Een slachtoffer van een verkeersongeval wordt in overleg met de aansprakelijke verzekeraar onderzocht door een neuroloog. De neuroloog vindt op zijn vakgebied geen afwijkingen; wel is er psychiatrische problematiek. Er vindt vervolgens een psychiatrische expertise plaats. De medisch adviseur van de verzekeraar vraagt onder toezending van een geanonimiseerde medisch dossier, het rapport van de neuroloog en het rapport van de psychiater om een ‘intern consult’ bij een andere psychiater. Deze tweede psychiater beantwoordt drie concrete vragen en komt tot een andere visie dan de expertiserend psychiater. Het verkeersslachtoffer dient een klacht in en stelt dat de medisch adviseur van de verzekeraar zonder zijn toestemming en kennisgeving het medisch dossier aan de tweede psychiater heeft overhandigd en dat sprake is van schending van het beroepsgeheim.

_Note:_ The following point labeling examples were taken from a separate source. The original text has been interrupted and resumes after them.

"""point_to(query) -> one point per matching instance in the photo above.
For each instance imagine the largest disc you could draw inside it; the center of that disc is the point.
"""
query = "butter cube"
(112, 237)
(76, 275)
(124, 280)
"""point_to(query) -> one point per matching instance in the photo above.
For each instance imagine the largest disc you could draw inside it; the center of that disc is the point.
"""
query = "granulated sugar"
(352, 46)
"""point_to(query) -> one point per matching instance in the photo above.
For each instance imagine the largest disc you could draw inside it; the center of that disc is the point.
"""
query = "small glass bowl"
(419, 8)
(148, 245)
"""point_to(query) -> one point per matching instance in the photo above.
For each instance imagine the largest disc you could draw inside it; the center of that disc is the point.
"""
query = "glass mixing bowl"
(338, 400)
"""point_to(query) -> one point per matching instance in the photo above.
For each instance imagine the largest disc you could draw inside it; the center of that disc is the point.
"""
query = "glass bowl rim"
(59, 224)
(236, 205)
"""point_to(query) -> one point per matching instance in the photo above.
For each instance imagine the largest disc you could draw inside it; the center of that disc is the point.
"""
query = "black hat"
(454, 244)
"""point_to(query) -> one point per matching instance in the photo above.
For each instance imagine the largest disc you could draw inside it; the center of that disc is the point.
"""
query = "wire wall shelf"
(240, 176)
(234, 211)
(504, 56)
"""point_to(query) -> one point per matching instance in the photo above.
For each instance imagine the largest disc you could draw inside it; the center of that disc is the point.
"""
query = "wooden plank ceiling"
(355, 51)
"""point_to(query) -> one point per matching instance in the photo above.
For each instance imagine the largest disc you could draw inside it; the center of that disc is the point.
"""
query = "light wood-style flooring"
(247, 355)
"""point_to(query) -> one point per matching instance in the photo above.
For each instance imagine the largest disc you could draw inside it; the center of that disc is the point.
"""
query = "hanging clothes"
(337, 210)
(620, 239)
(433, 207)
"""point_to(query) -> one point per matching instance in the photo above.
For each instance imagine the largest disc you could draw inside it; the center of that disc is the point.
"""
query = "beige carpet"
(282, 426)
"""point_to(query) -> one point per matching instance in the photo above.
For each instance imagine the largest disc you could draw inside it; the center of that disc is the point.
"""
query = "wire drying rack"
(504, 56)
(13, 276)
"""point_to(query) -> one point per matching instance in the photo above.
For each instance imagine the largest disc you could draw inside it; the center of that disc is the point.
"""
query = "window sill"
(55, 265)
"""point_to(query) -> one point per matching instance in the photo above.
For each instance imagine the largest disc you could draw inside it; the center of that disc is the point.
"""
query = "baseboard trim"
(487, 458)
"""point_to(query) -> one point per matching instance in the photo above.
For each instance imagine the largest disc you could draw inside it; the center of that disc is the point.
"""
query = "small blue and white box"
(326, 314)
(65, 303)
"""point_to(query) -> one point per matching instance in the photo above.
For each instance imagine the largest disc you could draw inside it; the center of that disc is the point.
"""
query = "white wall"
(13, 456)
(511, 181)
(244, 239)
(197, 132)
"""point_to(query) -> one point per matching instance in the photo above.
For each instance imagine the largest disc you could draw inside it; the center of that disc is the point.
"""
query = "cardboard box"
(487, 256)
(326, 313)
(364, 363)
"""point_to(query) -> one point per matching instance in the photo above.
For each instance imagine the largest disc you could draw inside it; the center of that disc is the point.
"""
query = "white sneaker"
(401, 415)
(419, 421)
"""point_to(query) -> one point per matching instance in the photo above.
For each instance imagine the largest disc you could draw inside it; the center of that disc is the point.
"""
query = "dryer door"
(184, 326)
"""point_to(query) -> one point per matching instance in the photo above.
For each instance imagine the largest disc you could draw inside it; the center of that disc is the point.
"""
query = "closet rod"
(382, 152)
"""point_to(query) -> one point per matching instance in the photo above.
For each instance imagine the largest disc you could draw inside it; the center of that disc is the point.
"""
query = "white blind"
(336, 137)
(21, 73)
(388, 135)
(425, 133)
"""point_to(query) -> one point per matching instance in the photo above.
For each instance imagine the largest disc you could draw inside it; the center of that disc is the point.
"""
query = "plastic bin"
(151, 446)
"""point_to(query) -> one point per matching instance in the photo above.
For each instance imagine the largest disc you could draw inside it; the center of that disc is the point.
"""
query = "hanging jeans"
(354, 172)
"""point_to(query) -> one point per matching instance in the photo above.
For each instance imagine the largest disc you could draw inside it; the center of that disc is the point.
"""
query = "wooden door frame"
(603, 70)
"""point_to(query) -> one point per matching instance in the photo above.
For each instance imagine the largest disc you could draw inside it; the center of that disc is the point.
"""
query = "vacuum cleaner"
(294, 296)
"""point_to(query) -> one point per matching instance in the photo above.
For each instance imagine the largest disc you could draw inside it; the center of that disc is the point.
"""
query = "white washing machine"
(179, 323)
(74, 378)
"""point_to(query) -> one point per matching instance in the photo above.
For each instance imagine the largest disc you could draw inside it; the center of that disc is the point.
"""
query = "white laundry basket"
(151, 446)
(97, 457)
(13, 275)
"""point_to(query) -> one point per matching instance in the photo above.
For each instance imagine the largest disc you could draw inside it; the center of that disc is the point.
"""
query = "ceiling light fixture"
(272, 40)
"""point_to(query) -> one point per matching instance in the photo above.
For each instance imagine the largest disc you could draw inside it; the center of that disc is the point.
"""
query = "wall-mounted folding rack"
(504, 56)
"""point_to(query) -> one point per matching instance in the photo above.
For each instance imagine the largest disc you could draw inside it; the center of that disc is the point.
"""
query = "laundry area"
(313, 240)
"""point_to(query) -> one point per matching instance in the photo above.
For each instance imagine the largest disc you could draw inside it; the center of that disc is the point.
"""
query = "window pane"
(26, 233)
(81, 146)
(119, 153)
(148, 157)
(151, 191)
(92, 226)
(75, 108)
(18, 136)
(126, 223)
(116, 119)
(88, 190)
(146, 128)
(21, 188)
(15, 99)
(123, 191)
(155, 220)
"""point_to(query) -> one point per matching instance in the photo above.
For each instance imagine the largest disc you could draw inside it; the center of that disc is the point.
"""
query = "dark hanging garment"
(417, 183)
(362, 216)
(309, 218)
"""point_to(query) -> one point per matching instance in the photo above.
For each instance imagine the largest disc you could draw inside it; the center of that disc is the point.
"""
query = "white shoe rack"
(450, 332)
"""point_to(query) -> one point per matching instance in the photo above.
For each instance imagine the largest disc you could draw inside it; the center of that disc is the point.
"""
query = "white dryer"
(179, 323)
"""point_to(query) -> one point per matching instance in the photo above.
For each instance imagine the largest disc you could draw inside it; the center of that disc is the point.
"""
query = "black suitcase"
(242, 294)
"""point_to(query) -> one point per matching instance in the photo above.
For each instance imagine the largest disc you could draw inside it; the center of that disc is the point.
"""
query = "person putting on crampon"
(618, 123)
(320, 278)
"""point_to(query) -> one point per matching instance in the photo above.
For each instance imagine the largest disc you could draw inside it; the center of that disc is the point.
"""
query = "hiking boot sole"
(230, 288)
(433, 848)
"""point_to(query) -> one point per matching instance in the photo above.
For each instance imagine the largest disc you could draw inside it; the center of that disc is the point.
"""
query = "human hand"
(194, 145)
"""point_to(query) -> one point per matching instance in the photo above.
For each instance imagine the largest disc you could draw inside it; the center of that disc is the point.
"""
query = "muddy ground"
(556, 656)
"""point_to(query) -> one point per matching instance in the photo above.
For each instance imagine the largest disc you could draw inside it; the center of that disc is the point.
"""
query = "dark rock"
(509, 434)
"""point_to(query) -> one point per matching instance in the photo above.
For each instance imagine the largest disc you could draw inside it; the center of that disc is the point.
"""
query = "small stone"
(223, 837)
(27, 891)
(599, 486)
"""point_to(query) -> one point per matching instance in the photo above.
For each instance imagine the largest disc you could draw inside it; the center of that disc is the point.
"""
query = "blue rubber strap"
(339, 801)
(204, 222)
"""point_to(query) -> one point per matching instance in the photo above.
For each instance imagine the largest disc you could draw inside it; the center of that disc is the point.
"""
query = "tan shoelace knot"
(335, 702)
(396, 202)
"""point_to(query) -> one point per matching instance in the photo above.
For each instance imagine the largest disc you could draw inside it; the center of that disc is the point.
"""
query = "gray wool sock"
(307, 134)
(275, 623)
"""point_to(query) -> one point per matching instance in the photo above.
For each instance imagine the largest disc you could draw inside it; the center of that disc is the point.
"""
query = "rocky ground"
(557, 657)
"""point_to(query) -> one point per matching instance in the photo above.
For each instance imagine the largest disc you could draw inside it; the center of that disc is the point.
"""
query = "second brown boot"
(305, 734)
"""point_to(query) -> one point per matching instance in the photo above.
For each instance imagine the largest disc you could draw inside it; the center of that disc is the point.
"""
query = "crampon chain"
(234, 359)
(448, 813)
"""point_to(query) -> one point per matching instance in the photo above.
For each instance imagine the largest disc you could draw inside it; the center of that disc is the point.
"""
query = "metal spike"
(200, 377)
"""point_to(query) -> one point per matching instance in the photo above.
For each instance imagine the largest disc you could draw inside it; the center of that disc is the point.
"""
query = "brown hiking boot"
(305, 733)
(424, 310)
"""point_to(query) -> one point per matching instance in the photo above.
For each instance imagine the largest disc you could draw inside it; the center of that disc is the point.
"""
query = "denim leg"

Het tuchtcollege (RTG) neemt de Beroepscode van het GAV tot uitgangspunt. Verder verwijst het RTG naar de Wgbo, de Medische Paragraaf bij de GBL en de KNMG-Richtlijn Omgaan met medische gegevens. De medisch adviseur heeft de tweede psychiater niet in de concept-fase van de expertise om advies gevraagd zoals dat volgens het RTG in de (buitengerechtelijke) letselschadepraktijk gebruikelijk is en waarmee de te betrachten transparantie tot uitdrukking komt. Voorts heeft de medisch adviseur niet toegelicht waarom niet kon worden volstaan met het louter toesturen van het rapport van de eerste psychiater. Een andere mogelijkheid was om na het gereed komen van het definitieve rapport de tweede psychiater de casus te schetsen en concrete vragen te stellen.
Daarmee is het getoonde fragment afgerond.